A shrinking workforce in Burkina Faso has implications far and wide for the economic and social state of the country. Political instability and limited natural resources have exacerbated the country’s poor financial state. Following a coup d’état in January 2022, Burkina Faso ended up in political chaos once again. Though the country has many transitional bodies which seek to aid the transition, the instability and harsh economic conditions make progress slow and difficult. A shrinking workforce in Burkina Faso makes progress forward difficult while economic and social progress itself makes tackling the high unemployment rate challenging.
The main issue is the downward trend in employment. The labor force participation rate has been steadily declining since the 1990s, meaning that the progress of the last three decades has been lost. Technological progress particularly has been slow and costly and the country lags behind its African and global competitors.
Primarily, the country’s workforce struggles to keep up with its growing population. Current estimates show that the population is growing at a rate of over 3%, yet more than 40% of the population lives in poverty. Seven out of 10 people are under the age of 30, but the working age population is weak and underdeveloped. In 2005, approximately 89.1% of the working-age population had employment. However, in 2018, the World Bank reported that only nearly 45% of the working-age population in Burkina Faso was participating in the labor force in 2018. Certainly, the problem is not as simple as it seems.

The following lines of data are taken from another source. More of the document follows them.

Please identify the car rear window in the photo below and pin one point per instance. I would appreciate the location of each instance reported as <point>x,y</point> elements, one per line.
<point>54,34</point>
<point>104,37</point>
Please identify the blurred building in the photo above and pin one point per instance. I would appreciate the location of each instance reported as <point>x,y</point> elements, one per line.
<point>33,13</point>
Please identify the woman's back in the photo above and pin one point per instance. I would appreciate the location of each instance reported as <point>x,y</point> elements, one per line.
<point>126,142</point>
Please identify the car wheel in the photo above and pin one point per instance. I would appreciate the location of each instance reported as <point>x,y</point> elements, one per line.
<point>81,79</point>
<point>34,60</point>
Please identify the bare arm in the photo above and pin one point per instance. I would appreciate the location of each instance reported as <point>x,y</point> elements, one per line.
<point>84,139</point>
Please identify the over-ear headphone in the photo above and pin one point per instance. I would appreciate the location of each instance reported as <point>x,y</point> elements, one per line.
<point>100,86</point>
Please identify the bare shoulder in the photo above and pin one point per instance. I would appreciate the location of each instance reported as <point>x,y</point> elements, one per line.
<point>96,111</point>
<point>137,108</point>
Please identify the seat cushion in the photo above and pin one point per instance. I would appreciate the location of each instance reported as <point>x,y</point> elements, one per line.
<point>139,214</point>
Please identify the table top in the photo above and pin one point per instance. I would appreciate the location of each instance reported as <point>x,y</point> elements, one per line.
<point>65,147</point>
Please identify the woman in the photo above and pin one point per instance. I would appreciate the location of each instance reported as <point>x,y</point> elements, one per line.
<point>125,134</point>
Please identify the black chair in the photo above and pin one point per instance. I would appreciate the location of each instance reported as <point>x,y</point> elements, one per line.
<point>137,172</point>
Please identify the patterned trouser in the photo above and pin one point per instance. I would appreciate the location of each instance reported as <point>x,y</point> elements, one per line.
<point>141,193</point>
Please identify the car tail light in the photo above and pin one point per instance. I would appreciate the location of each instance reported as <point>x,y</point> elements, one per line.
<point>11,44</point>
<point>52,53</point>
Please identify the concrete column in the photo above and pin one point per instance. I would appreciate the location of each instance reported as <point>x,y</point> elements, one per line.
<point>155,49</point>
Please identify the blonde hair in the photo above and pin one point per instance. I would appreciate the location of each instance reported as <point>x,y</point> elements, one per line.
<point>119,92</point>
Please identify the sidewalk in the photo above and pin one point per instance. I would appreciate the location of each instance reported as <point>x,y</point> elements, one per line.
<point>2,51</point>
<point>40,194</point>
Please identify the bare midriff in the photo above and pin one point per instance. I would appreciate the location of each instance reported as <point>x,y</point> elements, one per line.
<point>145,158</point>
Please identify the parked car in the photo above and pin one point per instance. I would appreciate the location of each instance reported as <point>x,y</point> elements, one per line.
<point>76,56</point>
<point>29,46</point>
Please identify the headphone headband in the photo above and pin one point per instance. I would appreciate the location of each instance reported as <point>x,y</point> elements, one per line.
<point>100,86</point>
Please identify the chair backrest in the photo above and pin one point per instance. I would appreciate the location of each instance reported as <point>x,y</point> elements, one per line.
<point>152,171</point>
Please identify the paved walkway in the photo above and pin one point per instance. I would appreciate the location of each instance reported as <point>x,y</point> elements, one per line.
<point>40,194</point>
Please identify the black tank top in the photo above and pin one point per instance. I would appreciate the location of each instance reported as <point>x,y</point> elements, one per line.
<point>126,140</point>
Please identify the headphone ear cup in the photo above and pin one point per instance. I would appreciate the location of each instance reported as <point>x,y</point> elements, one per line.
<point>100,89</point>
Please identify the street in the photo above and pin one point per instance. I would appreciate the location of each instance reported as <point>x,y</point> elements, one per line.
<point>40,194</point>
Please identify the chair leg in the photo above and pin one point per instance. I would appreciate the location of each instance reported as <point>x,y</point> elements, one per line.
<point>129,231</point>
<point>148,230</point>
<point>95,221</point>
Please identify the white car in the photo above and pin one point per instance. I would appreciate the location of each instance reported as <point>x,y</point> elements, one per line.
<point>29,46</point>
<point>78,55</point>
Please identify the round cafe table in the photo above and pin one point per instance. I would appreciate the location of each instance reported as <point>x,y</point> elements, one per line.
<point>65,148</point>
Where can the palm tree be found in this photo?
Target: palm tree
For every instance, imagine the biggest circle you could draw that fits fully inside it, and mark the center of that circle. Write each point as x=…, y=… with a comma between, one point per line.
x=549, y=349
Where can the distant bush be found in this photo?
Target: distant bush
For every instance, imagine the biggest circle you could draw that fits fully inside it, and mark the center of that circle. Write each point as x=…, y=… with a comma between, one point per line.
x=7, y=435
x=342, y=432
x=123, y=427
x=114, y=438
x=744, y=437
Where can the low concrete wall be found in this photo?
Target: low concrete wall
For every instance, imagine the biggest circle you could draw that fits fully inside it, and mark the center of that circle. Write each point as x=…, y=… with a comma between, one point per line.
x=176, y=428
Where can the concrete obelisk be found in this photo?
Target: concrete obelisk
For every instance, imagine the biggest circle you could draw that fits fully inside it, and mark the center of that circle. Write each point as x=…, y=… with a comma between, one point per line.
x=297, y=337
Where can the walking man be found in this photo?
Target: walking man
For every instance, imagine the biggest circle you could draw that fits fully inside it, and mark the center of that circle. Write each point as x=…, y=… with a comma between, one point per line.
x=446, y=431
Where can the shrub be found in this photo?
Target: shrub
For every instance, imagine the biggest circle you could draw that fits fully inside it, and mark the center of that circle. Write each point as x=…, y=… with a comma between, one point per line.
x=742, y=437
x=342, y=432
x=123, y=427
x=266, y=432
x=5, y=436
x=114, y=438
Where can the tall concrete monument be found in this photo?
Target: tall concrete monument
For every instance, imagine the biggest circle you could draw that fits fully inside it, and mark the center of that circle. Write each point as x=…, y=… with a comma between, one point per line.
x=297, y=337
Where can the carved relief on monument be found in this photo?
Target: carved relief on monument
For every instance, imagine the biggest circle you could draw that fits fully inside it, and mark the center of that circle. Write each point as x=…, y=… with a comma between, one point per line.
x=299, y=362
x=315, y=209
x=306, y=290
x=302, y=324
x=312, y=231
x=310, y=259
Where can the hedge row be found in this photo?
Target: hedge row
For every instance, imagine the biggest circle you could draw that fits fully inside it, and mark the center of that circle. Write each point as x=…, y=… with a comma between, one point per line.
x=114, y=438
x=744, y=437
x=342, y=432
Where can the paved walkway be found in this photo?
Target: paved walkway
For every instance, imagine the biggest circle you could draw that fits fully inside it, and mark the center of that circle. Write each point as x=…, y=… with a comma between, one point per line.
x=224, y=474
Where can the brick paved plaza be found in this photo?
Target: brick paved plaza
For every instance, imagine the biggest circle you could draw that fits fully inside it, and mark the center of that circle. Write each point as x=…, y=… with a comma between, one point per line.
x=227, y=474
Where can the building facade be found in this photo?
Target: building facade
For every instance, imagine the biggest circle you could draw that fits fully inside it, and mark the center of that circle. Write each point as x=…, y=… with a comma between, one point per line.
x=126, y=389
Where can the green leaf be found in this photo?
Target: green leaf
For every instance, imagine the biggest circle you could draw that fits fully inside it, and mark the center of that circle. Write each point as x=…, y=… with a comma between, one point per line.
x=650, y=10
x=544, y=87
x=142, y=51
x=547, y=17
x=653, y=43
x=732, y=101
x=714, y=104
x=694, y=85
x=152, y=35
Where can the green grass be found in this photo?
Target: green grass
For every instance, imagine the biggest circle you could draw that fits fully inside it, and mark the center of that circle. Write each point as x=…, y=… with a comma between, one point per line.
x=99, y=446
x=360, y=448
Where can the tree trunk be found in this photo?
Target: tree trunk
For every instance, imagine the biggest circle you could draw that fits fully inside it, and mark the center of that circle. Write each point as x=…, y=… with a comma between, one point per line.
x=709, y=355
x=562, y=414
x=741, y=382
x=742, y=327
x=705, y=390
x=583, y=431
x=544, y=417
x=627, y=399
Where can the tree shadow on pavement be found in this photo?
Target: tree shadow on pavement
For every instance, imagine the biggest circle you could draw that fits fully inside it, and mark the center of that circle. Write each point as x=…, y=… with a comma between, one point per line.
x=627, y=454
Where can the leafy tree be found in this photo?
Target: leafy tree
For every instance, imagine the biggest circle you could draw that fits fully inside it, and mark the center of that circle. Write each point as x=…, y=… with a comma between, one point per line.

The country faces problems as the underdeveloped workforce and infrastructure struggle to cope with the growing population. Sectors such as health care have borne the brunt of the lack of resources. Government expenditure on health care in Burkina Faso has nearly disappeared. Even before the lack of investment in health care, there were not enough health care workers to support the system and the needs of the people. Children and infants experienced significant hardship as a result of this.
Children have suffered differently. The Department of Labor reported that nearly half of all children in Burkina Faso work as of 2012. Though unemployment is high, child labor is cheap and exploitable, so children comprise a significant portion of the workforce in the country. Activists have the daunting task of reorienting a shrinking workforce in Burkina Faso so that fewer children and more adults enter the workforce.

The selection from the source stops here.